For close to a year, Tahruri took the immunological medication, but a check-up CT performed last February showed disappointing results: the treatment, as the imaging clearly showed, did not even “tickle” the benign tumor, and its large dimensions remained the same as before the treatment began.
At this stage, it was clear to the doctors that they had to plan a surgery that would allow the patient to get rid of the problem while maintain his quality of life to the greatest extent possible. “From the start”, explains Dr. Lidar, “the purpose of the surgery was to remove the whole benign tumor, which mandates a reconstruction of the spine, because the broken vertebra obligated us to do an overall reconstruction.”

It should be pointed out, that in recent years, the reconstruction of a spinal vertebra has become common practice – a procedure performed in most spine units in Israel and worldwide. But this time, the reconstruction was more complex, almost impossible. “All the existing implants which are used for the replacement of damaged and shattered vertebras, are unable to anatomically reconstruct this specific vertebra that sits on his tail bone in an angle which is not easy to reconstruct and imitate. These procedures, therefore, have a high failure rate,” explains Dr. Lidar.
The doctors decided to think outside the box and, with the help of Dr. Shlomo Dadia, an orthopedist-oncologist from Ichilov, make unprecedented use of 3D technology.

Initially, the patient’s CT imaging data were sent to the American implant company “4 Web Medical.” From this data, the scientists constructed a 3D model of the damaged vertebra. “The model is a duplicate, completely identical, the same as the original vertebra in the patient’s body,” explains Dr. Lidar. “It is one hundred percent accurate. With 3D we could perform a precise and focused surgery.”

The preparations and the construction of the model took several months. The surgery, lasted over 13 hours. Dr. Lidar, the head of the operating team, was assisted by Dr. Guy Lahat from the Surgery Department at Ichilov, and Doctors Gilad Regev and Ran Lador from the Spine Unit.
After Tahruri lay supine, under general anesthesia, Dr. Lahat began preparing the surgery site. “He made an incision in the patient’s body, in the segment between the navel and the edge of the pelvis, moved aside the intestines and ureters, and exposed the aorta and the venae cavae that carries blood to the heart. “Next, he separated the blood vessels from the tumor.

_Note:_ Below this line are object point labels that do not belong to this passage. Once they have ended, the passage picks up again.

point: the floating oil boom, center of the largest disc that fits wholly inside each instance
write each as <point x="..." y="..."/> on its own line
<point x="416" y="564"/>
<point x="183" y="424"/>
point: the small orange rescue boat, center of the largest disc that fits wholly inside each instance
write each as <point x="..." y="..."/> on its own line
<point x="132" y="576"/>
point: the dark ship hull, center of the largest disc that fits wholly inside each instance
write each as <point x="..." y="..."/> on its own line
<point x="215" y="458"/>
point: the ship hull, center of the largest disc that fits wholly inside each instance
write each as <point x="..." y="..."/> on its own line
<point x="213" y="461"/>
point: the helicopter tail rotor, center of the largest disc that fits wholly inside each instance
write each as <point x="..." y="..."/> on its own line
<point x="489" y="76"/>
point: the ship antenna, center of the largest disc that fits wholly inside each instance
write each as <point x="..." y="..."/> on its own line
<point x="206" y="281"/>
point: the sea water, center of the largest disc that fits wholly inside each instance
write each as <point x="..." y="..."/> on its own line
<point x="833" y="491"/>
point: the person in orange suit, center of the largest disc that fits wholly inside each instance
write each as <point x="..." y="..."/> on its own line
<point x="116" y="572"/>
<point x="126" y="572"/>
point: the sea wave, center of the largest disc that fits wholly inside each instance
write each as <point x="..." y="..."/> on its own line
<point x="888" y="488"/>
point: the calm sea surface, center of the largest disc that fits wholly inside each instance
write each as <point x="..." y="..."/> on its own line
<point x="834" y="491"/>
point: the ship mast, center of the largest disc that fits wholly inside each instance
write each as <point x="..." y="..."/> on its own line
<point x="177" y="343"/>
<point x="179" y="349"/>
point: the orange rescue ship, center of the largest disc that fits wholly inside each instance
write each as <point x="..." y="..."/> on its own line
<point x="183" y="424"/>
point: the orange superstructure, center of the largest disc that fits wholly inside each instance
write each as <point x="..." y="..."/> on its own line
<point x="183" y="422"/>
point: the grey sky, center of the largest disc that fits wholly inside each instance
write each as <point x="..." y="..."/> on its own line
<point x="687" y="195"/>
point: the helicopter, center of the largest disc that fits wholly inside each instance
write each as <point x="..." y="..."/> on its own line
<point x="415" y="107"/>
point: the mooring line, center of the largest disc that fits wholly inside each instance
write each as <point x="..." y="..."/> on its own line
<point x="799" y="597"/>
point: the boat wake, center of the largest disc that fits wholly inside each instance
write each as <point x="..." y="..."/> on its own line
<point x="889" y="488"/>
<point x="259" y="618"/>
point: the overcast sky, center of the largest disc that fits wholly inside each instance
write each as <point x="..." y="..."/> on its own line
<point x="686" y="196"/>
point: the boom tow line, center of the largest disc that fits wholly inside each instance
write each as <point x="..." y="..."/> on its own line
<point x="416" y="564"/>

Following this, the spine team came into action. Once the tumor was separated and isolated from the adjacent organs, we managed to remove it whole, while preserving surrounding organs, blood vessels, nerves, etc. Following excision of the tumor, we inserted the implant, that was 100% compatible and in harmony with surrounding organs; so we were able to place it perfectly.”
The implant was affixed with screws and after the surgery, the patient was transferred to observation at the Intensive Care Unit. “I was anesthetized for two days, and then returned to the ward,” recounts Tahruri. “It took me only two more days, which is only four days from this big operation, until I was able to sit, stand, and walk – and I keep improving every day.”
At this point, it remains uncertain whether the doctors will be satisfied with the full tumor excision they performed or will recommend chemotherapy in addition.
According to the company that manufactured the implant, this is the first documented case of the use of this advanced technology for the treatment on an aggressive oncological tumor.